Compaction is a future concern. A 100K-trace log replays in
seconds; below that scale, JSONL append is the simplest correct
choice. When compaction lands, the format will be: snapshot file
(full state JSON) + tail JSONL since snapshot. Detect snapshot,
load it, then replay tail.
### Cycle safety
UIDs are generated server-side via `uuid.New()` (existing dep —
catalogd uses it). New UID for every Add and Revise. The data
model itself can't form cycles — every Revise points at an
EXISTING uid, and the new uid didn't exist a moment ago.
History walks defensively anyway: visited-set tracks UIDs seen
this walk; if we encounter a duplicate, return error. Protects
against corruption (manual edit, bug in a future op) without
constraining the happy path.
### Storage location
JSONL file path is configurable per store. Default:
`/var/lib/lakehouse/pathway/<name>.jsonl` for prod; tests use
`t.TempDir()`. Persistence is OPTIONAL — empty path means
in-memory only (matches vectord G1's pattern).

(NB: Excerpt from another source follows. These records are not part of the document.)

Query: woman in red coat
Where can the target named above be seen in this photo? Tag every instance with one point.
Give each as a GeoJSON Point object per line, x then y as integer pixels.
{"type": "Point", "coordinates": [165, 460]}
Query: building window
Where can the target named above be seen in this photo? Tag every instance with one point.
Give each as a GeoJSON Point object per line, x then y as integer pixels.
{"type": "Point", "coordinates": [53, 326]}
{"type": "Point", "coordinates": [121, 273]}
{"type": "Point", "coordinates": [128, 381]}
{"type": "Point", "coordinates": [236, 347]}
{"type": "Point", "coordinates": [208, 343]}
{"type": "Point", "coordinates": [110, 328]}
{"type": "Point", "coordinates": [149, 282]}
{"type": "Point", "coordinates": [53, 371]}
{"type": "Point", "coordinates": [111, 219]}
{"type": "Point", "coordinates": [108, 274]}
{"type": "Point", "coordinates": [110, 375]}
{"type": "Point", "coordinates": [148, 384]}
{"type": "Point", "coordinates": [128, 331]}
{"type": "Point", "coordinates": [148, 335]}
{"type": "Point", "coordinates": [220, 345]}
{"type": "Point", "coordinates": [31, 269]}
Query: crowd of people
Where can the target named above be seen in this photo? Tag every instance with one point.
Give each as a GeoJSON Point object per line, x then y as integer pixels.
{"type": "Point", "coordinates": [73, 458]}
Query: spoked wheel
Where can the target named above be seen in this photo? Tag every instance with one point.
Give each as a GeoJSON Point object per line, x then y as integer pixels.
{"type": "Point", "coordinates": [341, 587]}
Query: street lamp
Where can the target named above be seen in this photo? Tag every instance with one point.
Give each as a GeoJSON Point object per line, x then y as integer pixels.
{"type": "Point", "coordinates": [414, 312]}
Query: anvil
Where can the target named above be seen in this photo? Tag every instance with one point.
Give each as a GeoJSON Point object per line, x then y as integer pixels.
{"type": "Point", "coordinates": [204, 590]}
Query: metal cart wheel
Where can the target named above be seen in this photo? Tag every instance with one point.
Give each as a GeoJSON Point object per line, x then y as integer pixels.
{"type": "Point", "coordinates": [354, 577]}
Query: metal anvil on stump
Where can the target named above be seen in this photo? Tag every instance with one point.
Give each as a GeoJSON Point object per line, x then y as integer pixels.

### What this ADR does NOT do
- **No HTTP surface decision.** Whether `cmd/pathwayd` is its own
binary or routes get added to `cmd/vectord` is the next ADR's
concern. The substrate is a pure library either way.
- **No vector index integration.** Pathway traces can carry a
vector embedding in `Content` (caller decides), but this ADR
doesn't define how the substrate integrates with `vectord`'s
HNSW indexes. That's the staffing co-pilot's design problem
when those layers compose.
- **No agent-loop semantics.** "When does an agent ADD vs
REVISE?" is a workflow decision, not a substrate decision.
---
(Future ADRs from ADR-005 onward will be added as the Go
implementation accrues design decisions — e.g. observer fail-safe
semantics, distillation rebuild, gRPC adapter wire format, etc.)